“The hospital of the future in your living room” – Jeff Huber, CEO Home Instead Senior Care
While most wait for life to change back to ‘normal’ after COVID-19, there are some of us in the healthcare field that realize that while some things will eventually return to a familiar normal, other things will most likely be changed permanently.
For instance, TeleHealth—healthcare appointments via phone or video, has been widely used since the outbreak of the coronavirus. I believe this mode of delivering care and communicating with your provider is here to stay. For the industry model of healthcare delivery, it is efficient in time and money, making it a valuable change to the business of health. However there are a few shortcomings, and that is where I come in.
A client with dementia, chronic illness, suffering from pain, mental decline, or mental illness will not be able to communicate effectively over the phone. Their questions that may have come up a few days prior to the appointment are most likely to be forgotten. The practitioner won’t be able to intuit the questions that need to be asked. As a Geriatric Care Manager, I am the eyes and ears for the healthcare provider. I pick up the nuances of the client’s needs, whether it is side effects from medication, poor sleep, poor nutrition, or decline in mobility or stability I can communicate with the provider head on. All of these things that may seem small, left untreated and unaddressed, can develop into serious and avoidable medical and health problems.

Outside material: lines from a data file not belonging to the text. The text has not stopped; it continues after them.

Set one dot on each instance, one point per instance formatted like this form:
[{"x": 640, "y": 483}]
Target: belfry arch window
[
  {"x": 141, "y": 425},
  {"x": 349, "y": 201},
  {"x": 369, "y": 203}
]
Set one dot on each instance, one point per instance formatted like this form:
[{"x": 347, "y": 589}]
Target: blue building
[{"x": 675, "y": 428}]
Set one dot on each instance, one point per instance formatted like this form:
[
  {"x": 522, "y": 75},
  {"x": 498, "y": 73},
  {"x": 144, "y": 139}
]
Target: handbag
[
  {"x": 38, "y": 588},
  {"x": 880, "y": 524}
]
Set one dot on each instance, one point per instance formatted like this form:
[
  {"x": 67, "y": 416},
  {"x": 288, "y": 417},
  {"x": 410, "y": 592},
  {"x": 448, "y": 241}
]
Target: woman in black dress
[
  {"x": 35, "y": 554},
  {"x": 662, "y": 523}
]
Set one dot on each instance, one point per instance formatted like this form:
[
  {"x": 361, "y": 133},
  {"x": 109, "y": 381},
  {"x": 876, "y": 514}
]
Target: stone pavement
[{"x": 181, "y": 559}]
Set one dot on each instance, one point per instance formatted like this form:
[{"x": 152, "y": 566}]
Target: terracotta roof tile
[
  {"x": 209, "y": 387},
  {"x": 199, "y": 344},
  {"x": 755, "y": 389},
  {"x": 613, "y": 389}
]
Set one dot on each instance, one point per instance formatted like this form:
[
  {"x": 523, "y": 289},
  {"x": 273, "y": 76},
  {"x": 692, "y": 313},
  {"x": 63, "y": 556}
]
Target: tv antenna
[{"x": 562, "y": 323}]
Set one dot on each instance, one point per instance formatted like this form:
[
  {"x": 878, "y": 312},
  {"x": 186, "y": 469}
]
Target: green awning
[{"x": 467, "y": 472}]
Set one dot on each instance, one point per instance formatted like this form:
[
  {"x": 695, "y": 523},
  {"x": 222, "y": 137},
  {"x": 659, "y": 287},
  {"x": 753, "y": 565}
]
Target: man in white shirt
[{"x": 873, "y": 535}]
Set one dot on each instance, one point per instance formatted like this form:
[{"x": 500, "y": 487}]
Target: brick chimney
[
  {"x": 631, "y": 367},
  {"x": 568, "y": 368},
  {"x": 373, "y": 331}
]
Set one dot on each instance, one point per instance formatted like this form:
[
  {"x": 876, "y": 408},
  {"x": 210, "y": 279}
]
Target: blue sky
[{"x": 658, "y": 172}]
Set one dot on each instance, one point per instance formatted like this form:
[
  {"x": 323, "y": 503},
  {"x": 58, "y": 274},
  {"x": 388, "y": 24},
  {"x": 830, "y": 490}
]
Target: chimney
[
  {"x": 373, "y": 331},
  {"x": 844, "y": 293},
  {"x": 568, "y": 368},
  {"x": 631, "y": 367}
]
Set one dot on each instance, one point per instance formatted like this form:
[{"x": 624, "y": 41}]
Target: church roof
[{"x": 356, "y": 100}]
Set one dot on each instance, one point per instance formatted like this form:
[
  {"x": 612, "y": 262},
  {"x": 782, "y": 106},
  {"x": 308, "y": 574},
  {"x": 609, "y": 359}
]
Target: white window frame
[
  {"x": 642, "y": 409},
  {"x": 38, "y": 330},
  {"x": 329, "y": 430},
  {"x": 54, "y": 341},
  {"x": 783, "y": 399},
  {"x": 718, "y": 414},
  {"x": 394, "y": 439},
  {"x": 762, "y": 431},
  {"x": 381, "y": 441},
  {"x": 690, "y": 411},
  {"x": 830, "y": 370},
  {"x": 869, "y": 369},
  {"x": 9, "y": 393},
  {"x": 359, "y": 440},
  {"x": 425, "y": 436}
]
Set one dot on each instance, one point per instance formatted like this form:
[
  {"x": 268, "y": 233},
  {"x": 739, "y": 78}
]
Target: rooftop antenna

I believe in addressing the holistic health for our aging seniors. The traditional western model of medicine offers treatment for symptoms and control of chronic illness and disease. While these treatments are valuable, lengthen life spans, and alleviate pain, there is the ‘other’ side of the client that often is overlooked. The human side. The emotional, social, and mental needs of the client are often ignored. Seniors all too easily ‘give up’ and chock unmet needs up to general phrases like: ‘It is no fun getting old’. ‘The Golden years aren’t all they are cracked up to be’. And other heartbreaking comments like: ‘I miss walking, swimming, playing tennis’. ‘I wish I could do those things I used to do’. What we are ignoring here is a replacement or addition for their limited abilities. Instead of playing tennis, would they benefit from watching a tennis match on television or You Tube? How about therapeutic swimming with a physical therapist?
Let’s change the conversation about aging. Instead of normalizing loss, let’s open a discussion for new ways to step into aging well.